U.S. Bank Altitude Reserve Visa Infinite Card
U.S. Bank is planning to roll out a competitor to the Chase Sapphire Reserve, the U.S. Bank Altitude Reserve Visa Infinite Card.
The card is suppose to be announced on May 1, and people are speculating you have to be an existing U.S. Bank customer to be approved for the card.
If you don’t have an existing relationship with U.S. Bank, a good way to mitigate this would be to open a U.S. Bank credit card, checking, or savings account now. Accounts must be open for at least 35 days to qualify.
Like every other premium credit card, the new card will be metal. There are so many metal cards on the market these days like the Amazon Prime card, Chase Sapphire Preferred, and Ritz-Carlton. The material of a card should not be a main point of consideration.
The annual fee is $400, not waived the first year. It’s an interesting number because it sits right below the Chase Sapphire Reserve’s $450 annual fee. Similar to the CSR, each authorized user/additional card will be $75 annually.
Earn 50,000 points after spending $4,5000 on qualifying purchases within the first 3 months. The sign up bonus is worth $750 in travel.
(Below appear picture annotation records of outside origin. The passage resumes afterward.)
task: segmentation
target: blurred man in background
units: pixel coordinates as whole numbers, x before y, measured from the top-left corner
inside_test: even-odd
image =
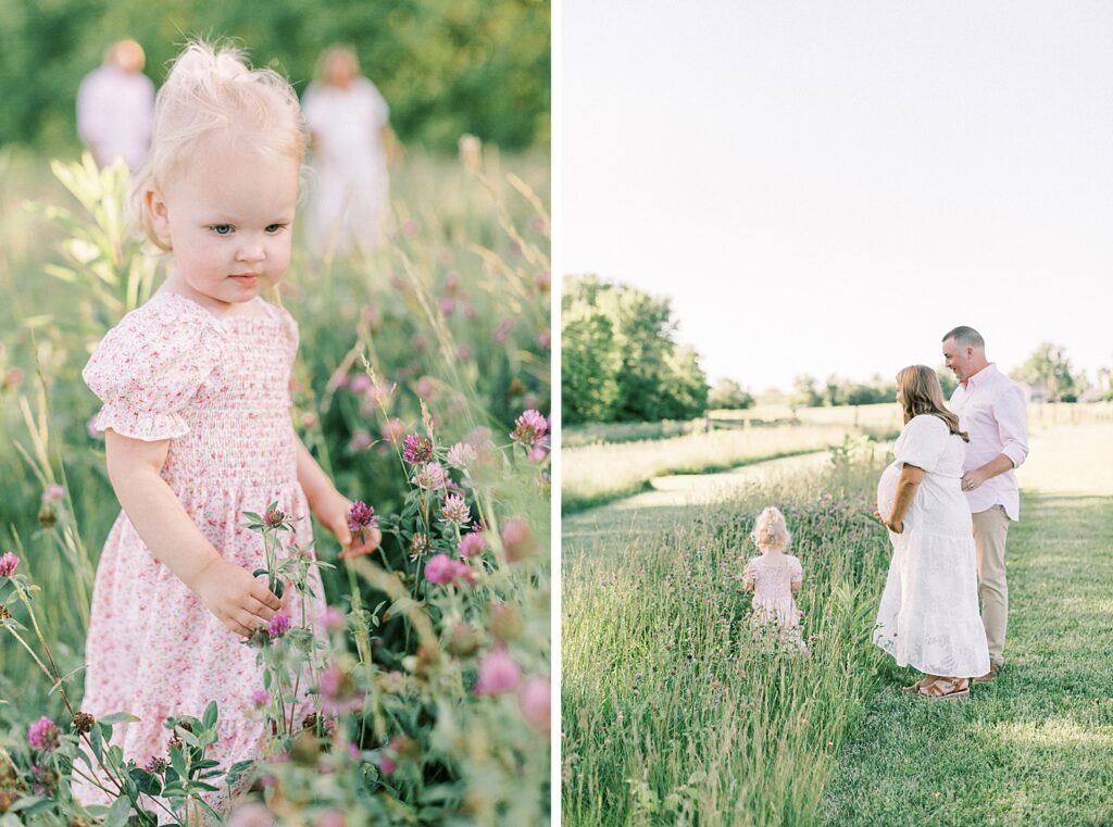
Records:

The $4,500 minimum spend requirement sits right below the Reserve’s minimum spend of $5,000 within the first 3 months.
Return on spend: 16.7% ($750 in travel for $4,500 in spend)
A $325 travel credit will be applied each calendar year. The travel credit is expected to be comparable to the CSR’s flexibility in spend.
Again, it seems like U.S. Bank is trying to one-up the CSR by offering $25 more than their $300 travel credit.
Return of spend w/ travel credit: $400 Annual fee + $325 x 2 travel credits + $750 sign up bonus = 22%
Like most premium credit cards, the U.S. Bank Altitude Reserve comes with a $100 credit to apply towards Global Entry or TSA Precheck.
There are no foreign transaction fees, which makes the Altitude a good travel card.
Earn 3x on travel purchases including airfare, hotels, and transportation. Points are worth 1.5 cents per point when you redeem for travel, so you’re getting 4.5% return on spend. This is the same redemption rate as the CSR.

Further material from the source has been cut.